Léa Ligny, habitante du Manoir, traverse une période difficile. Amputée d’une jambe et atteinte de problèmes cardiaques, elle bénéficiait jusqu’à présent de l’Allocation aux adultes handicapés (AAH). Pourtant, en février 2025, la maison départementale des personnes handicapées (MDPH) de l’Eure a décidé de ne pas renouveler son allocation, arguant que son autonomie lui permettait d’exercer une activité professionnelle à mi-temps.

Cette décision fait suite à une réévaluation de son taux d’invalidité, qui est passé de plus de 80 % à un niveau compris entre 50 et 79 %. Ce changement la prive désormais des 1 016,05 euros qu’elle percevait chaque mois, une perte brutale pour la jeune femme qui, malgré son état, se voit contrainte de trouver un emploi.


"Apparemment, je suis normale"

L’annonce a été un choc pour Léa, qui ne comprend pas cette réévaluation. "Il n'y a rien qui a changé, j'ai toujours le même handicap, j'ai toujours autant de problèmes.
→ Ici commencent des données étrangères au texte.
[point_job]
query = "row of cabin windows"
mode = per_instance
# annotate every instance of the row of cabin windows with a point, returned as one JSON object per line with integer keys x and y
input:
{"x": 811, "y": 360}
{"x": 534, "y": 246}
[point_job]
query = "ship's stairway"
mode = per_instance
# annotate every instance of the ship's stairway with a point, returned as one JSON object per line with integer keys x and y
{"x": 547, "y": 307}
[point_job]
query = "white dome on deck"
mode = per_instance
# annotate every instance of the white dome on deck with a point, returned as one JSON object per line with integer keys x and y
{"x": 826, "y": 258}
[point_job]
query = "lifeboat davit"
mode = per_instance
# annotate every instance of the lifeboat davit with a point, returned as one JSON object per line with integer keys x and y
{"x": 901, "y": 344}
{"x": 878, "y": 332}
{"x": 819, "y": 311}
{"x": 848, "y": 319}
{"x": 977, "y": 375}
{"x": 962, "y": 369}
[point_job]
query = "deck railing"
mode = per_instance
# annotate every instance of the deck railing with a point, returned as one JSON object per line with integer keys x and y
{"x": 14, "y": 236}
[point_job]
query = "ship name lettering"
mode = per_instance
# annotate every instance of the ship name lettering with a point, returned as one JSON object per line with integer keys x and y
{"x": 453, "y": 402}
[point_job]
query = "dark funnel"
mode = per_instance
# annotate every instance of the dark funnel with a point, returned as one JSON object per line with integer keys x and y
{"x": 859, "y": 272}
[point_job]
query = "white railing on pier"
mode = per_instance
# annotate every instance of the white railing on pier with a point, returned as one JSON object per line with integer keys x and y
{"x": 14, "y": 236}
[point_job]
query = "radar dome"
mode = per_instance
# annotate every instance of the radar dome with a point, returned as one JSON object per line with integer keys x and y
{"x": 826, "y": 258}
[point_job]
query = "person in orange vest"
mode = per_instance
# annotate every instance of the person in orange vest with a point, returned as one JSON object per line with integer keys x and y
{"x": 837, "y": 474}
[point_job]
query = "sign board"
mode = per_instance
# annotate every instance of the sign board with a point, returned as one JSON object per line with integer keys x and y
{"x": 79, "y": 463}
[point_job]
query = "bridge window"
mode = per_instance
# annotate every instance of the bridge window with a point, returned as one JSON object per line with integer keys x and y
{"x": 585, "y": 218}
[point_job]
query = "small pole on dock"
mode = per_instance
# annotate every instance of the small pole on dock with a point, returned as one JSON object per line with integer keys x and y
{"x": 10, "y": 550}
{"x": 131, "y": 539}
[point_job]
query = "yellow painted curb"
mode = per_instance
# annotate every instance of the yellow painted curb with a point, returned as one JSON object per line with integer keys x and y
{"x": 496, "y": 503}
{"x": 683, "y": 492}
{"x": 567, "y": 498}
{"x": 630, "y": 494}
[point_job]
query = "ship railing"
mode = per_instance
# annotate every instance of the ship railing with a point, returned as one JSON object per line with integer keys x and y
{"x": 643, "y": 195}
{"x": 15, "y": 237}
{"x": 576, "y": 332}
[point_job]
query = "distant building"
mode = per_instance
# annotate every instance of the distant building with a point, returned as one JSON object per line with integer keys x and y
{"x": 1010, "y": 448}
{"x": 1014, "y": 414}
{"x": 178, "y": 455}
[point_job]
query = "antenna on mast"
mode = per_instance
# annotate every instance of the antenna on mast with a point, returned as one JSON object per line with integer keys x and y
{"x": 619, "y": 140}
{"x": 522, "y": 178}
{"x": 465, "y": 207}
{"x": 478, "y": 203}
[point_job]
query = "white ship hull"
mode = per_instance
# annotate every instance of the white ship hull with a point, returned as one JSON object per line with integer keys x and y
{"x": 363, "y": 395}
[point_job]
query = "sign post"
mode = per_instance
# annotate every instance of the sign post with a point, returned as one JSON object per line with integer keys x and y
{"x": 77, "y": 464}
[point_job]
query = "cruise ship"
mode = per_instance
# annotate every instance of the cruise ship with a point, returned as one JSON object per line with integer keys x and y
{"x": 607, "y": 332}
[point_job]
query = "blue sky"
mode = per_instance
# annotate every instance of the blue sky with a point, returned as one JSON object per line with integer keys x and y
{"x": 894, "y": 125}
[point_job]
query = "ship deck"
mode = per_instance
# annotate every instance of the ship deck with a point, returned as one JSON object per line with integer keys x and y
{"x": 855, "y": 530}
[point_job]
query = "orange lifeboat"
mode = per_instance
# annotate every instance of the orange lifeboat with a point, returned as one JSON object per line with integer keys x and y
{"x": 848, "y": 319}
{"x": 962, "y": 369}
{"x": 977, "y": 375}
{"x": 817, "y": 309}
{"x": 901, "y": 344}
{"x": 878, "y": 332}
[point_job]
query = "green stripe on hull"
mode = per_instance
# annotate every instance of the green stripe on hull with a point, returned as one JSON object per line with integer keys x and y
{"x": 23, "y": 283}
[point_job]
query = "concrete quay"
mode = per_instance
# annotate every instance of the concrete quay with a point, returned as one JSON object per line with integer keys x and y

Je ne suis pas assez handicapée pour eux. Apparemment, je suis normale", déplore-t-elle auprès d’Ici Normandie.

Sa famille partage son incompréhension. Sa mère, indignée, rappelle la réalité du quotidien de sa fille :

"Quand on est amputé, on est amputé pour la vie. [...] Elle est cardiaque de naissance, son cœur n'ira jamais bien. J'espère qu'ils vont lui trouver un travail. Nous, on n'a pas réussi parce qu'elle est trop fatiguée."

Face à cette situation, un recours a été déposé pour contester la décision et tenter d’obtenir un réexamen de son dossier.


Qu'est-ce que l’AAH ?

L’Allocation aux adultes handicapés (AAH) est une aide financière destinée aux personnes en situation de handicap, permettant d’assurer un revenu minimum lorsqu’elles ne peuvent pas travailler en raison de leur état de santé. Elle est attribuée en fonction du taux d’incapacité :

  • 80 % ou plus : attribution automatique si les conditions de ressources sont remplies.

  • Entre 50 et 79 % : accordée uniquement si le handicap représente une restriction substantielle et durable à l'emploi.

En 2023, environ 1,35 million de personnes percevaient cette allocation en France, un chiffre en hausse de 4,5 % par rapport à l’année précédente.


Un système à revoir ?

L’affaire de Léa met en lumière les difficultés rencontrées par certaines personnes en situation de handicap pour obtenir ou conserver l’AAH. Beaucoup dénoncent un manque de cohérence dans l’évaluation des incapacités, qui peut avoir de lourdes conséquences sur leur quotidien.

Le débat autour de l’AAH ne cesse d’alimenter les discussions sur les droits des personnes handicapées et la nécessité d’un accompagnement plus adapté aux réalités de chacun.